Dos días más tarde, Sevilla fue el escenario de un funeral barroco, desmedido y multitudinario por sus calles y avenidas en el que los miles de acompañantes del féretro se empeñaron en darle una última vuelta al ruedo en la Real Maestranza, en contra del deseo de la viuda. “El entierro fue una repetición fuera de su tiempo de los dramas románticos. Paquirri y Pantoja representaban un mundo poco urbano, de referencias telúricas”, recuerda José Rodríguez de la Borbolla presidente de la Junta de Andalucía aquel 1984. Una ópera decimonónica en la ciudad del mundo, Sevilla, que aparece en más obras operísticas (dicen que 105).
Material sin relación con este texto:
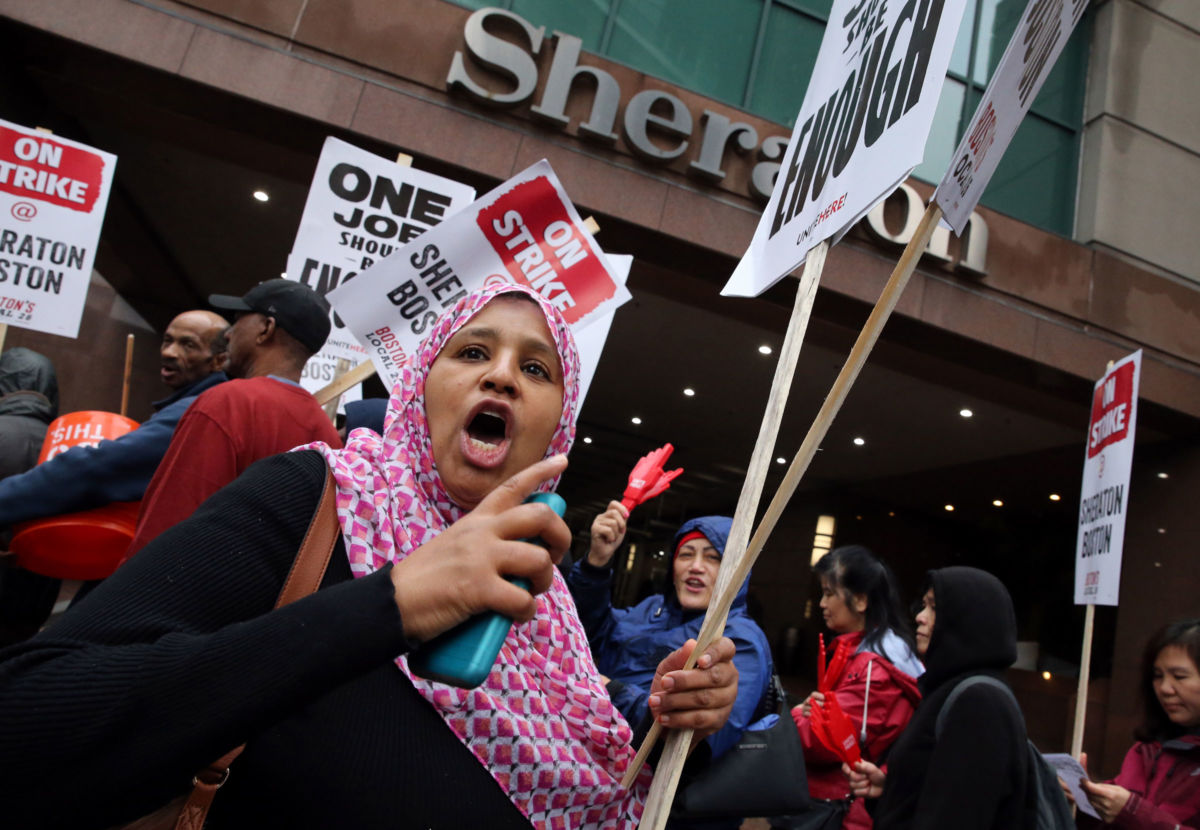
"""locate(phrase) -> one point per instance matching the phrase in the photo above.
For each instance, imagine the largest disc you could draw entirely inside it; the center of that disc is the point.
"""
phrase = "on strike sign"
(533, 232)
(53, 193)
(525, 232)
(1104, 495)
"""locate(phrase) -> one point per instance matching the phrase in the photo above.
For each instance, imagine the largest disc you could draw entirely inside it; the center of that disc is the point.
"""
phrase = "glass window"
(1036, 178)
(583, 18)
(960, 59)
(702, 44)
(785, 62)
(712, 47)
(817, 7)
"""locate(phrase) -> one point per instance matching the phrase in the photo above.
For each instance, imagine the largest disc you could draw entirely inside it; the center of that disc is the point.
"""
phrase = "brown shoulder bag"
(187, 812)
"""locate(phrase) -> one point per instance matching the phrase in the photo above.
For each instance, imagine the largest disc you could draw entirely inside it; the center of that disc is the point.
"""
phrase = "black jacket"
(29, 401)
(973, 776)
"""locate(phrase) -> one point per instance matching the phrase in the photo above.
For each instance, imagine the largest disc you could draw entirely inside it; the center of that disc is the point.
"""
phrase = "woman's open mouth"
(485, 439)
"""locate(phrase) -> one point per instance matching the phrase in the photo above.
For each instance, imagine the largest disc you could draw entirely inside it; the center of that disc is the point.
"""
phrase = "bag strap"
(304, 578)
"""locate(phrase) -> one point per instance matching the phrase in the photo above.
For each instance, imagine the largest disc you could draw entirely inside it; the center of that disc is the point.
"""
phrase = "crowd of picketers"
(215, 667)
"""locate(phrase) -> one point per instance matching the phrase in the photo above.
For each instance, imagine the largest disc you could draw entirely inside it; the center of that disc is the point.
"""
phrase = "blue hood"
(629, 643)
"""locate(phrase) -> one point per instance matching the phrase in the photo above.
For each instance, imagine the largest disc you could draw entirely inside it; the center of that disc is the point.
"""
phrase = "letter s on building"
(498, 55)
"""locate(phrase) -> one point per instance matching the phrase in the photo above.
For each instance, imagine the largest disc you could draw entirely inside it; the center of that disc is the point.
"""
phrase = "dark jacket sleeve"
(180, 656)
(973, 763)
(753, 661)
(90, 476)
Yiyo murió corneado un año más tarde y en 1988 mataron a tiros al ganadero Bandrés
En un banco discreto en la iglesia de San Miguel de Sevilla, el joven José Cubero, 20 añitos, despedía al maestro con el que compartió la tarde de Pozoblanco. Yiyo, su apodo profesional, prometía mucho: puertas grandes en Madrid, su ciudad aunque naciese en Burdeos, hijo de inmigrantes. Educado, discreto, con un traje gris franela que denotaba la improvisación de la compra. Al año siguiente, en plena gran temporada, suena el teléfono de su apoderado. “Hay una vacante mañana en Colmenar Viejo, Curro Romero se ha caído del cartel. ¿Aceptáis la sustitución?”. Estupendo. Cerca de casa. Además, a Curro Romero nunca le “echaban” toros de mala reputación. El sexto de la tarde, Avispado, del hierro de Marcos Núñez, le permitió el lucimiento. Acertó con la espada y, anticipando las dos orejas, hizo el gesto del triunfo, brazos en aalto. El toro, aunque herido de muerte, se arrancó y asestó una cornada certera, que le partió el corazón. Tenía 21 años. Entró sin vida en la enfermería de Colmenar Viejo y tiene hoy una estatua frente a la plaza de Las Ventas de Madrid.
El mal fario persiguió también a Vicente Ruiz “El Soro”, tercer espada de la terna. Percances, lesiones le acarrearon graves dolencias en las rodillas y un andar renqueante cuando no en silla de ruedas. Hombre estimado, todo corazón, ídolo en Valencia, se diría que la fatalidad ha rozado su vida. Y más cuando en 1988, un empleado de la naviera Isnasa entró en el despacho del consejero y director general, Luis Bandrés, y le mató con tres disparos del calibre 22 a una semana de la Navidad. Tenía 41 años. Su ganadería fue vendida años más tarde. Todos estuvieron en la plaza de Pozoblanco aquel 26 de septiembre de 1984.